Aberrações à conta das eleições
Há quem faça intervalo no Escrutínio, para legitimar a suspensão da democracia
As aberrações decorrentes de mais uma campanha autárquica avolumam-se, contribuindo para a crescente convicção de que quem faz leis, define posturas, aplica penas e programa alinhamentos parou perigosamente no tempo. São muitos os que continuam a tratar o eleitor como ser pouco dotado de saber, fortemente influenciável, potencialmente corrupto e incapaz de distinguir espertezas saloias de inteligência requintada. É por isso que os doutos decisores mantêm expedientes anacrónicos e repetem práticas inconcebíveis, que atentam contra o bom senso, de que é exemplo esta enormidade: “Os órgãos de comunicação social que integrem candidatos ao acto eleitoral como colaboradores regulares, em espaço de opinião, na qualidade de comentadores,
analistas, colunistas ou através de outra forma de colaboração equivalente, devem suspender essa participação e colaboração durante o período da campanha eleitoral e
até ao encerramento da votação”. Uma regra absurda decretada pelos que gostam que se faça intervalo no jornalismo e que gera atropelos editoriais, que limita a liberdade de expressão e que na prática convida os colunistas que não são candidatos e mandatários a fazerem campanhas descaradas pelos seus.

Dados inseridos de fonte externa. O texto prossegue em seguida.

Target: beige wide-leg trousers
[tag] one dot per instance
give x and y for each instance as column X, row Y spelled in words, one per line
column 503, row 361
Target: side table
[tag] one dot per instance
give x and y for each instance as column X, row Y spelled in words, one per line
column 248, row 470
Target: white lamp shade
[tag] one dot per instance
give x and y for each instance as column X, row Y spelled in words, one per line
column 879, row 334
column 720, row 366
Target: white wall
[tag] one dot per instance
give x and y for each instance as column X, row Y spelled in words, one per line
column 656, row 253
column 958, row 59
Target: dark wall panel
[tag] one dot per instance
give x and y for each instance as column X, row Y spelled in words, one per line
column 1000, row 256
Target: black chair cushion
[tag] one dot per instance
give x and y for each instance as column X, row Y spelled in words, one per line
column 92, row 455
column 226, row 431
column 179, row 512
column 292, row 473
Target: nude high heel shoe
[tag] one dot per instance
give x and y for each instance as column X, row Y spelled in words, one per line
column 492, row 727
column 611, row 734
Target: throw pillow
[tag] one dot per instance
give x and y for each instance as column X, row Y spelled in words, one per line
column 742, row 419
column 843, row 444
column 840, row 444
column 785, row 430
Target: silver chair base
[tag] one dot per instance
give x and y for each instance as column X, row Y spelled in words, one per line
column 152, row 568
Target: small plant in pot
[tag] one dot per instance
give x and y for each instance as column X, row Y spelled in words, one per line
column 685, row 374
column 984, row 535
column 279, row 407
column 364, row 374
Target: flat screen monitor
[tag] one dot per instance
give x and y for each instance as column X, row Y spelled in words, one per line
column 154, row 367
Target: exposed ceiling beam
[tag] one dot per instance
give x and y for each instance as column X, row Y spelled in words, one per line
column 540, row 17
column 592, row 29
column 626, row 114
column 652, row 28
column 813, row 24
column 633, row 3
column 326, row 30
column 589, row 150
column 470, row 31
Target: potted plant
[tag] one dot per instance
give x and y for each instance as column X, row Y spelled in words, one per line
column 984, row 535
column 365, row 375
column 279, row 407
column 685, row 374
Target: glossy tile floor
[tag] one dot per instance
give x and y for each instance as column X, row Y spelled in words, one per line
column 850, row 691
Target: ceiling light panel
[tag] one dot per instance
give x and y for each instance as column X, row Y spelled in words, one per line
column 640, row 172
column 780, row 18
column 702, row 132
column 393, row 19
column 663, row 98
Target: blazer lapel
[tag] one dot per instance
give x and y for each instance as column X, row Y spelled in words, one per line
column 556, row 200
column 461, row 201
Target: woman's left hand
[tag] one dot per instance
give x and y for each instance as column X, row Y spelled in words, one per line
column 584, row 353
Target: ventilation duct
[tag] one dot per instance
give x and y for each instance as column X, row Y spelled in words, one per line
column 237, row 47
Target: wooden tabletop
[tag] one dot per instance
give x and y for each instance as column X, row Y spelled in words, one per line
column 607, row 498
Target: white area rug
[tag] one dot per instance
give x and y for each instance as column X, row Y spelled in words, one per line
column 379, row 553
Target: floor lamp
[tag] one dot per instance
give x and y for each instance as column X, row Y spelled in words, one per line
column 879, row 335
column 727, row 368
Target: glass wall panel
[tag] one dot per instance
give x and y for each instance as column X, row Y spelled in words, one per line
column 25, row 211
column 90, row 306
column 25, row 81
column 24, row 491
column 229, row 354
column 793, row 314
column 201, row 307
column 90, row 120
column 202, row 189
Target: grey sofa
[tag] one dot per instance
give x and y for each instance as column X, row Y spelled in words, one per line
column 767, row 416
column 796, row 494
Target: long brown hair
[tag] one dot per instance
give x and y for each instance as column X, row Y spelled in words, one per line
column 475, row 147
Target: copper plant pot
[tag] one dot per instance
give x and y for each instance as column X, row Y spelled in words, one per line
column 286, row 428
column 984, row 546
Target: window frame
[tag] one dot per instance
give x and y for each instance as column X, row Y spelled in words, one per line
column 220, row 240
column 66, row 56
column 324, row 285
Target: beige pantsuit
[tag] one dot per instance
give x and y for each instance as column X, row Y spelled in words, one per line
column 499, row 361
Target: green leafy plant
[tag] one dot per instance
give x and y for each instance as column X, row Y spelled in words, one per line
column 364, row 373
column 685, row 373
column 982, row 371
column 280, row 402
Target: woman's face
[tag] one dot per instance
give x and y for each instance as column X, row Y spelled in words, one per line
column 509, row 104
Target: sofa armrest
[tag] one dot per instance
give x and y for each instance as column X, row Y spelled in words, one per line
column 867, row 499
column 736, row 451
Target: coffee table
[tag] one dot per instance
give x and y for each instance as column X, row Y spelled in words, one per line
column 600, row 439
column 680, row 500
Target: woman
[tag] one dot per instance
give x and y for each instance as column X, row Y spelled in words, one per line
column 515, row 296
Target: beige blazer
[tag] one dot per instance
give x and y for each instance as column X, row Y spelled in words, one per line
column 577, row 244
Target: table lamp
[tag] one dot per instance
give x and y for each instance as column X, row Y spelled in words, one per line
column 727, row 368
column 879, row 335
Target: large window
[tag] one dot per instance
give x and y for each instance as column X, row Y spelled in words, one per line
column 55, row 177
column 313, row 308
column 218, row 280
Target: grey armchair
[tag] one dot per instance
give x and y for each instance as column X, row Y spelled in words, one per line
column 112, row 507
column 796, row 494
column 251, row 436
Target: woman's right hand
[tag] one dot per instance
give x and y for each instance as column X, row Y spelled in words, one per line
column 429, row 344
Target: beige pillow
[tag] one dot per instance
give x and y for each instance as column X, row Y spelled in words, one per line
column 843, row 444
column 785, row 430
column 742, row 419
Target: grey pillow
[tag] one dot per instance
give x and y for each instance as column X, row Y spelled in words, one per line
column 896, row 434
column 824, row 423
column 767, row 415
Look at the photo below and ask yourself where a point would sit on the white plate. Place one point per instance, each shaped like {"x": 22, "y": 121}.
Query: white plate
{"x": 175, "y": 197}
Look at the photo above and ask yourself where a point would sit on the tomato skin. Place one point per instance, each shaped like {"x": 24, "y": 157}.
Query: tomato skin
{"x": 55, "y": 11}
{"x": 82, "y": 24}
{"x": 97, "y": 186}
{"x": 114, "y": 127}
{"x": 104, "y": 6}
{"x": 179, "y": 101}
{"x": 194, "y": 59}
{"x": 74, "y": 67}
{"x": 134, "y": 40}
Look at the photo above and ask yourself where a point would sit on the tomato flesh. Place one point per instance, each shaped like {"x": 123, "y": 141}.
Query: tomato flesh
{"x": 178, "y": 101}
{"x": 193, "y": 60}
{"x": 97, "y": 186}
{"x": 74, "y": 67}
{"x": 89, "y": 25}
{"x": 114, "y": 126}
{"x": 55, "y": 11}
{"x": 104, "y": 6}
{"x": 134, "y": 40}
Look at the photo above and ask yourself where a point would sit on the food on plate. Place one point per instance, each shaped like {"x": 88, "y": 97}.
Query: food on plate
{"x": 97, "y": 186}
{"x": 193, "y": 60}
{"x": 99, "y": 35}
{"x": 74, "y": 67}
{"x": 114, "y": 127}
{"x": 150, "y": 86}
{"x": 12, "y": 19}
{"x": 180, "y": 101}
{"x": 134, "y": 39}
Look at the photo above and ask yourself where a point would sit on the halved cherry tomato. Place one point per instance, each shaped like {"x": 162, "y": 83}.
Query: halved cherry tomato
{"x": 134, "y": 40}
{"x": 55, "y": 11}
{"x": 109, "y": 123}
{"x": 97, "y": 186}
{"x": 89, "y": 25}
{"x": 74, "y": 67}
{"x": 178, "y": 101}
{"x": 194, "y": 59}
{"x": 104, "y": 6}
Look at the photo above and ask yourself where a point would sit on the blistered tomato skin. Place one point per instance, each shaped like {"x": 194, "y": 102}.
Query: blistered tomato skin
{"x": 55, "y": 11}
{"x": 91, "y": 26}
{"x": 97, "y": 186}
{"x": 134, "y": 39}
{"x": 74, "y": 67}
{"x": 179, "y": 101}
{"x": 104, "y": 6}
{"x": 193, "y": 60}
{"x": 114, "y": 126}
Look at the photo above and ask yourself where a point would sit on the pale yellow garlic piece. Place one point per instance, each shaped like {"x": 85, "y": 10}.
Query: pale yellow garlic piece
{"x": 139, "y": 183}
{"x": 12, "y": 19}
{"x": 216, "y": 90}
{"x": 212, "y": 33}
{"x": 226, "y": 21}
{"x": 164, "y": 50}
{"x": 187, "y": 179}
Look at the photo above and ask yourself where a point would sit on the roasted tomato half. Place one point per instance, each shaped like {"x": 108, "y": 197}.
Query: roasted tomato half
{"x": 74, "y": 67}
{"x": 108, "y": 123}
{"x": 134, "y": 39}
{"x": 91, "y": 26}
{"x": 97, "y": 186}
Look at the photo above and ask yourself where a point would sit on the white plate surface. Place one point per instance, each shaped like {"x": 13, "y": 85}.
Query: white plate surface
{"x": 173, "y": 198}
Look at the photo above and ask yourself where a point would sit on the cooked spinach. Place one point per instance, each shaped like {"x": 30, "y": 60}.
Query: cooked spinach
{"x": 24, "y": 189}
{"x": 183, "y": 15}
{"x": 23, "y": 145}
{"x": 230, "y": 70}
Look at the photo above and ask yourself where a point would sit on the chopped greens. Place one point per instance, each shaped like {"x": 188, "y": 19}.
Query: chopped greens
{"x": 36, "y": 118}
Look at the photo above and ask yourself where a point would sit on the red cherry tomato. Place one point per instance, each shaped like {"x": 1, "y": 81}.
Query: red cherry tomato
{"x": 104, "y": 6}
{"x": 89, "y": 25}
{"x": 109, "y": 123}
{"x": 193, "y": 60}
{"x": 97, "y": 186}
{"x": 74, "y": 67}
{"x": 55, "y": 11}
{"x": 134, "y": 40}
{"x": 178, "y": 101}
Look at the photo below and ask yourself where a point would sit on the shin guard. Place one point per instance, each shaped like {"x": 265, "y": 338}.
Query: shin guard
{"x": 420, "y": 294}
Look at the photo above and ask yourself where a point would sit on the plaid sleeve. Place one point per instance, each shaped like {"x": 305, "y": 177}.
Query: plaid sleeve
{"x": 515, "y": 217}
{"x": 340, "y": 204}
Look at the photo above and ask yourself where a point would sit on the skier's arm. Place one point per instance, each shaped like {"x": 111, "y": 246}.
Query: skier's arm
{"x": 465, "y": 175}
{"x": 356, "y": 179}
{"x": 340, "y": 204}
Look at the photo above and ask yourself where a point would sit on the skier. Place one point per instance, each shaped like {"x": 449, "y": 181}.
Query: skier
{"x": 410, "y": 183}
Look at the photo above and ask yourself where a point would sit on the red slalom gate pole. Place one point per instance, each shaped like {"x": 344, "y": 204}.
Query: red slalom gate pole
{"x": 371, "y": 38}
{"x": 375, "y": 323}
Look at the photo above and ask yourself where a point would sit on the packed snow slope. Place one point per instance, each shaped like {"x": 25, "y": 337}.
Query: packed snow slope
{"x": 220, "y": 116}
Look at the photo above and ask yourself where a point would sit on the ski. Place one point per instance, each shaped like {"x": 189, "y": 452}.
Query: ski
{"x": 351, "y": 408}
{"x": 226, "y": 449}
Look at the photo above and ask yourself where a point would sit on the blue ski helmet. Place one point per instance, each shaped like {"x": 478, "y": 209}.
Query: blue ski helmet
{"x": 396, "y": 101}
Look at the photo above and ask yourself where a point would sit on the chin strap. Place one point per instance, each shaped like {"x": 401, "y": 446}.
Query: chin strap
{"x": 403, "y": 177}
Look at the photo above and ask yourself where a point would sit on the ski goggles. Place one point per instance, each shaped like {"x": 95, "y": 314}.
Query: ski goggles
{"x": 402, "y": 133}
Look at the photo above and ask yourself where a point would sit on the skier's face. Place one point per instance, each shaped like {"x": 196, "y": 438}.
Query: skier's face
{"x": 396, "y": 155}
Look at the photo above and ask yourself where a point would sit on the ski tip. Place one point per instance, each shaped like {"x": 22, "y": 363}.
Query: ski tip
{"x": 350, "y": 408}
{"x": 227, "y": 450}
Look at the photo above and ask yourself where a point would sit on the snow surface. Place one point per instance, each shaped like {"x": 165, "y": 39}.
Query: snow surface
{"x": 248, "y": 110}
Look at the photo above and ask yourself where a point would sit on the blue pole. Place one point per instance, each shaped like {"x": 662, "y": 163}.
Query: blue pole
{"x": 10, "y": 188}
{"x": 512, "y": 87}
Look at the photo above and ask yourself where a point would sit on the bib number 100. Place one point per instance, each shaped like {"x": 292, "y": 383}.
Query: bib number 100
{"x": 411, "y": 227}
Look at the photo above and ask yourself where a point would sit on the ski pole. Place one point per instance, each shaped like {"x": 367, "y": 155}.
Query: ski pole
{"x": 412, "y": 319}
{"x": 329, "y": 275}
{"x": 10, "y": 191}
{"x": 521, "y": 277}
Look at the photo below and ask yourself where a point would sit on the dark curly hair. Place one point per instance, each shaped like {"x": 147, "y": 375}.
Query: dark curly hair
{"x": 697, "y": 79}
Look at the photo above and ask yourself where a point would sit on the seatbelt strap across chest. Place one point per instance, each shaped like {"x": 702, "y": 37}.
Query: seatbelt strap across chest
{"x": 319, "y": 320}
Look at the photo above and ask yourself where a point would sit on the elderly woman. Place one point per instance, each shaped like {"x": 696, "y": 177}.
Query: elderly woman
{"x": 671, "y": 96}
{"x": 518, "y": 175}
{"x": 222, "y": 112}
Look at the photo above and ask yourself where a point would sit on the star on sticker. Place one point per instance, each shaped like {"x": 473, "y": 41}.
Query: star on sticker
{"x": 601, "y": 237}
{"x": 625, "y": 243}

Mas há outros exemplos que motivam indignação: haver mais eleitores inscritos do que residentes, o que gera distorções na taxa de abstenção real; termos 12 horas para votar nas eleições do próximo domingo, sem que tal continue a não ser obrigatório, nem facilitado pelos meios electrónicos; estarmos obrigados a esperar que as urnas fechem nos Açores para libertarmos resultados eleitorais, - será que o legislador acha mesmo que o eleitor do Corvo iria esperar pelo resultado das Achadas da Cruz para decidir o seu voto? - o que leva a que, durante uma hora de aparente impasse, quem controla as Câmaras e Juntas de apuramento rápido na Madeira possa brilhar a seu belo prazer em caso de vitória.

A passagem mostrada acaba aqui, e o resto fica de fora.